Just past midnight, a few last lingerers filed out of the Emporium. Prosper emerged through the bead curtain and turned to close a folding iron gate. The ancient hinges screeched in protest.
Rusty quickly crossed the street to assist him. The gate clanged shut and Prosper locked it.
“Didn’t ask for no help. Don’t need no help.”
He pocketed the key and pulled down the brim of his top hat.
“Nice plant,” Rusty said, following him up Bourbon toward Canal Street. “Never saw it coming.”
“How could you see it, with your eyes glued up high like that? Child’s play to make a cross-hand placement, as long as you hold the mark’s gaze above the neckline.”
“Of course,” Rusty nodded. “Misdirection 101.”
“I guess you forgot that, along with everything else I taught you.”
“Only thing I forgot is how fast your hands are.
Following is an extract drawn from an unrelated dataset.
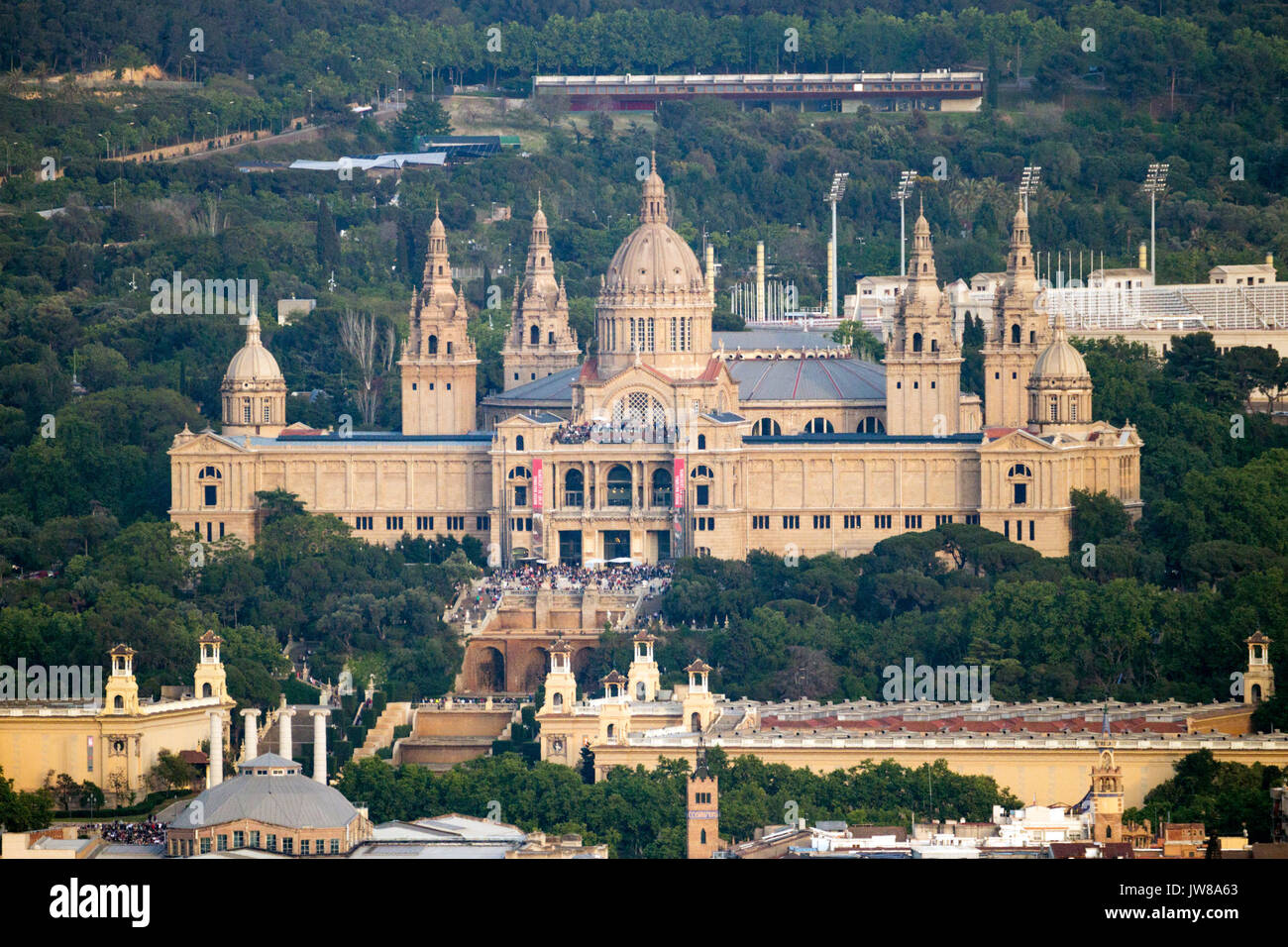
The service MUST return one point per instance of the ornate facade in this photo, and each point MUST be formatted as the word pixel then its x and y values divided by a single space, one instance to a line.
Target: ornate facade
pixel 669 441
That was a stupid mistake I’m not apt to repeat.”
“Ah, Rusty,” Prosper uttered with a shake of the head. “If there’s one thing we’ve learned about you, it’s that you’re certain to repeat mistakes. Especially the stupid ones.”
They walked in silence for twenty paces before Rusty tried again.
“Buy you a drink? Or coffee and a beignet?”
“Thank you, no.”
“Where you headed?”
“Storyville. Got a real nice hoochie out there. She’s waiting for me with a pitcher of Hurricanes and a feathered whip.”
The sardonic spite of those words landed so harshly on Rusty’s ears that he didn’t offer a reply. He’d expected no better, but it still stung.
“I’m catching a streetcar home,” Prosper said, a measure of acid removed from his tone. “Been on my feet for ten hours and barely a hundred in the till to show for it.”
“Can you tolerate my company from here to the stop?”
The old man offered no answer, which Rusty chose to interpret as tacit acceptance.
They traversed, without words, the noisiest blocks of Bourbon. Past open doorways filled with blaring music, stumbling tourists, ladies of questionable repute. All of it bathed in a murky neon glow and smelling like last week’s spilled beer.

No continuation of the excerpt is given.